Machine Learning

How to deal with imbalanced datasets

Ioana Zaman

Published in

Towards AI

3 min readJul 25, 2021

What is an imbalanced dataset?

It is a dataset in which the examples are unequally distributed (i.e., most examples are from a class, while in the other class or classes are much fewer). Some examples are fraud detection or detection of a rare disease.

The problem with an imbalanced dataset is that the model tends to classify all examples as being from the majority class. In general, in this case, it is more important than the examples in the minority class are classified correctly than those in the majority class.
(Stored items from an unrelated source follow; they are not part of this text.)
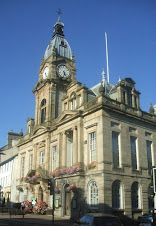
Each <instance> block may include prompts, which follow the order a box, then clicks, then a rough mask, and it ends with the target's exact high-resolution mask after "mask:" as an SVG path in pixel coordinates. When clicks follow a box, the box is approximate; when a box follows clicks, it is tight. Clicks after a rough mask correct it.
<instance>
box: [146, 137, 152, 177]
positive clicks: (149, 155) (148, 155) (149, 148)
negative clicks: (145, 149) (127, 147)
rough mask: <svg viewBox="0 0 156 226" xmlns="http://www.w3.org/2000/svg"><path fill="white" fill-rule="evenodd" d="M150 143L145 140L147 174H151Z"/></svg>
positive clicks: (149, 142) (151, 168) (151, 161)
mask: <svg viewBox="0 0 156 226" xmlns="http://www.w3.org/2000/svg"><path fill="white" fill-rule="evenodd" d="M151 147H152V142H151V141H149V140H146V149H147V161H148V172H149V174H151V169H152V153H151Z"/></svg>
How to get the best out of an imbalanced dataset?

Resampling

Resampling the train set is one way by which an imbalanced dataset can be transformed into a balanced one and it can be done by the following two approaches:

Under-sampling: the method by which the majority class is reduced in order to have a similar size with the other. This tactic is suitable for large datasets because the new balanced dataset consists only of the samples from the minority class and the randomly selected elements from the majority one.
Oversampling: the opposite of the method described above, as the name suggests. In this case, the number of rare samples is increased. New samples can be generated by bootstrapping, repetition, or specific algorithms such as SMOTE or ADASYN. Compared to under-sampling, over-sampling can be computationally expensive.

Creating an ensemble

Another method is to create an ensemble of models, by which the imbalance can be eliminated without losing or adding data. In this approach, the abundant class is split into chunks. For each class, a model is trained and the final result is the one given by the majority of votes from all models. This method is flexible because in most cases the chunks contain as many samples as the rare class, but some of them can have a 1:2 or event 3:1 ratio.

Boosting

This is one of the most popular and used categories of ensemble learning. Boosting is a very useful technique in general, but for imbalanced data even more. By boosting weak models are transformed into strong models by learning from previous mistakes. Why is this suited for imbalanced datasets? Because each successive iteration offers to the minority class a higher weight. Examples of boosting methods are AdaBoost, XGBoost, or GradientBoost.

Not just random

An original idea is proposed on Quora. The author explains how you can under-sampling in a less random way. The majority class is divided into clusters, the number of clusters being approximately the number of samples from the minority class. Next, the chosen samples from the majority class are just the medoids. A medoid is like a centroid but restricted to being part of the dataset. So, the dataset is balanced and contains the most relevant samples.

A proper python package

All these techniques can be applied individually or combined. One simple way to do that is by using imbalanced-learn python package. This is a very useful tool for problems generated by imbalanced datasets, having methods created specifically for this kind of dataset.

A suitable algorithm

Naïve Bayes probabilistic classifiers (especially ComplementNB) are known to have better results on imbalanced data. Another solution can be the usage of an SVM algorithm. Classic SVM maybe won’t have the expected results. But by varying the C, the parameter which measures the importance of each class, results can improve.

How to evaluate a model based on an imbalanced dataset?

An essential aspect of a machine learning model is its evaluation. Even if for some models the accuracy is a popular choice, for a model created using an imbalanced dataset it is a big NO. Accuracy measures how many samples are correctly classified, thus it will have a very high value even if the majority class is always predicted. A suitable evaluation metric is an F1 score because it is defined as the harmonic mean between precision and recall.

It is difficult to work with imbalanced data, but in some cases, this is inevitable and crucial. The most two relevant things to decide in such a situation are the data and the strategies that can be applied.